Fleets should start collecting evidence to support the introduction of a third advisory electricity rate (AER) to cover rapid public charging, according to FleetCheck.
Peter Golding (pictured), CEO at FleetCheck, said split AERs are a welcome step, but do not fully reflect operational realities for electric vehicles.
He said: “We’re very pleased to see split AERs introduced and the rate of eight pence per mile for home charging seems fair to us, being generally reflective of real-world costs.
“However, the 14p rate for highway charging is arguably low. It is intended to cover use of slower public chargers but there are instances when rapid charging is necessary from an operational point of view and the cost is typically much higher, perhaps doubling.
“That’s why there is an argument for a three tier AER rate.
“Public charging infrastructure is not homogenous – there are widely different charging speeds and prices – and this should be recognised in HMRC’s thinking.”
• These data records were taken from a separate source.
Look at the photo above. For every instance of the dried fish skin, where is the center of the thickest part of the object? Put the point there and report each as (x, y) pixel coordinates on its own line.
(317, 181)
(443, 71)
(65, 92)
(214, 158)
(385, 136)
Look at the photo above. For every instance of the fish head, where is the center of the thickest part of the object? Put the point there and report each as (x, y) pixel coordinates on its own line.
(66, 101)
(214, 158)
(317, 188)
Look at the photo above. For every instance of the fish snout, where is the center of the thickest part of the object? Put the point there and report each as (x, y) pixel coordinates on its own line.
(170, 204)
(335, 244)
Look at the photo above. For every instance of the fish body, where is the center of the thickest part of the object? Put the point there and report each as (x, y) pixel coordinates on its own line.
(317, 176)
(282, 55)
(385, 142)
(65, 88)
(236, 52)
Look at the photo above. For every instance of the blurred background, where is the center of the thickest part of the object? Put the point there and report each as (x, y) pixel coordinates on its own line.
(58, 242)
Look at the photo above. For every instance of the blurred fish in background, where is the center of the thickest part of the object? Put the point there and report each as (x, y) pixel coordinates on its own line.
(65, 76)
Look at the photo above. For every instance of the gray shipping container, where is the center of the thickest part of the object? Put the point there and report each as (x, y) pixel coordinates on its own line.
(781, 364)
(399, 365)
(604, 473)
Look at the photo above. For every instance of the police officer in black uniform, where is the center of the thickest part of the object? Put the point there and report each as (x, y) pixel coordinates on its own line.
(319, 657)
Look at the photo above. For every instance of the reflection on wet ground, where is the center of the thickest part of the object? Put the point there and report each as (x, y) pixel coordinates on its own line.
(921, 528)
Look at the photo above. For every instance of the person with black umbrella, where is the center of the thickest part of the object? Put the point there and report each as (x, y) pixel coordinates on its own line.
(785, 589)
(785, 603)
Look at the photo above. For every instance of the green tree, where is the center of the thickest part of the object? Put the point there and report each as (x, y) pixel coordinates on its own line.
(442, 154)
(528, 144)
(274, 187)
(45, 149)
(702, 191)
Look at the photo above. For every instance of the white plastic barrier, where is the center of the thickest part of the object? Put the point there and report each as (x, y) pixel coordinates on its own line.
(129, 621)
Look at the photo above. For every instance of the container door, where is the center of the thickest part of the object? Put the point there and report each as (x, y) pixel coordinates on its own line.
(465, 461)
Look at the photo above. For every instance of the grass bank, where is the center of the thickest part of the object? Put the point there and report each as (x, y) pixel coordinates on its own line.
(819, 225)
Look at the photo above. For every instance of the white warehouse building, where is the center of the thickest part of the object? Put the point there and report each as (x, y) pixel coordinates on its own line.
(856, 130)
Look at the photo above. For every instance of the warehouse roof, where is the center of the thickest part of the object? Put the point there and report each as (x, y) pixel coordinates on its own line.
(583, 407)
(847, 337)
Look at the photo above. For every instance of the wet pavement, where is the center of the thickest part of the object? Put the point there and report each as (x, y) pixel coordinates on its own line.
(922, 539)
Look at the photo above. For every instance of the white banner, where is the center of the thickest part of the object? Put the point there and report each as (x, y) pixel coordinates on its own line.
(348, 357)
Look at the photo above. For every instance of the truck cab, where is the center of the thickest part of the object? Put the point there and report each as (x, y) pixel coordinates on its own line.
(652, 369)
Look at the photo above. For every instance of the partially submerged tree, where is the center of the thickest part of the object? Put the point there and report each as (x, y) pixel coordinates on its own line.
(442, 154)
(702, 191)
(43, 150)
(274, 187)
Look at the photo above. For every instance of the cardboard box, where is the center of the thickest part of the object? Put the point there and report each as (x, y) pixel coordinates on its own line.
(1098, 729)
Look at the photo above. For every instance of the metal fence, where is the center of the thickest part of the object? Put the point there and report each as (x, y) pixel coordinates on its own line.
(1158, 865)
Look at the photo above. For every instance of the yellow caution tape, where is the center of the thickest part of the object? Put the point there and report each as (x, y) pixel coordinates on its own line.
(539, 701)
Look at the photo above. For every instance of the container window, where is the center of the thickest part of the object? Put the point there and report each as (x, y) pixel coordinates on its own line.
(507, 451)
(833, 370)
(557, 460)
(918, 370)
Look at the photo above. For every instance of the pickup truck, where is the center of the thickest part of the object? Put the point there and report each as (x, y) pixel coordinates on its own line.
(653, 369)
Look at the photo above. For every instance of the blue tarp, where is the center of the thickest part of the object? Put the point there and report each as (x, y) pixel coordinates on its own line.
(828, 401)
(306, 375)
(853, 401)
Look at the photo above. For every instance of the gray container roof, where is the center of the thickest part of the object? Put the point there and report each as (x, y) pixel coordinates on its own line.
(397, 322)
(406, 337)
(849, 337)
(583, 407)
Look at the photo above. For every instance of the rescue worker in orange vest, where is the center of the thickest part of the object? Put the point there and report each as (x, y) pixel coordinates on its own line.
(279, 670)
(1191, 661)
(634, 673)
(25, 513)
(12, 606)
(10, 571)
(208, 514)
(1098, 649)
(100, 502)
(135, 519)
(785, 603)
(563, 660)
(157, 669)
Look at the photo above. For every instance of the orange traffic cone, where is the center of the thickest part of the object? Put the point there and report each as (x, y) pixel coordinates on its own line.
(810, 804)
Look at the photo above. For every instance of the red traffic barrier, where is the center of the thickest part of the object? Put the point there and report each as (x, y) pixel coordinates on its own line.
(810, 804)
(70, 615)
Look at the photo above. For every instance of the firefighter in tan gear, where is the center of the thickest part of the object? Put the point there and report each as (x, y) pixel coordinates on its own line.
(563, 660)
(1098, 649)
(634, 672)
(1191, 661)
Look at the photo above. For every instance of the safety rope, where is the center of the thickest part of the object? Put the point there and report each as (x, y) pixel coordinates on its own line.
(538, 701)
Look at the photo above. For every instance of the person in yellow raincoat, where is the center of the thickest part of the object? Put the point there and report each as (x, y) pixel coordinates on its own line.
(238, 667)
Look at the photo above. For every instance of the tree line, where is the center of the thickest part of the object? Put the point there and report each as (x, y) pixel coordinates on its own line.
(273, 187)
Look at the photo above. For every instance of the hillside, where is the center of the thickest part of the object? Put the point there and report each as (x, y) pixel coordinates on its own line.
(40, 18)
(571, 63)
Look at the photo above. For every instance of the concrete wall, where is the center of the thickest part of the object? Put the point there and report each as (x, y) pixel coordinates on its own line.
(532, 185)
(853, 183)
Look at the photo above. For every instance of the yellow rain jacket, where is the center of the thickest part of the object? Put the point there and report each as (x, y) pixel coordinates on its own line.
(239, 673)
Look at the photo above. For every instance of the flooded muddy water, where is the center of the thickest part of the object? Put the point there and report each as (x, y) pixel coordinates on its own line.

Golding added that rapid charging is often essential to keep drivers productive on longer journeys.
He said: “When electric cars and vans are used for longer journeys, employers do not want to have staff sitting around waiting for slower charging to complete.
“For them, rapid chargers are really a necessity that mean they can get workers back on the road as soon as possible.
“Without rapid charging, the practicalities of operating EVs are less attractive.
“This is why a rapid charge AER rate should be considered, especially as we see faster and faster chargers become more and more common across the public charging network.
“Fleets could help to make this happen by gathering evidence to show the real-world costs their employees are paying in these instances – something that can be done using fleet management software.
“From experience with the two-tier rate, it is clear that bringing about this kind of change requires data and takes time.”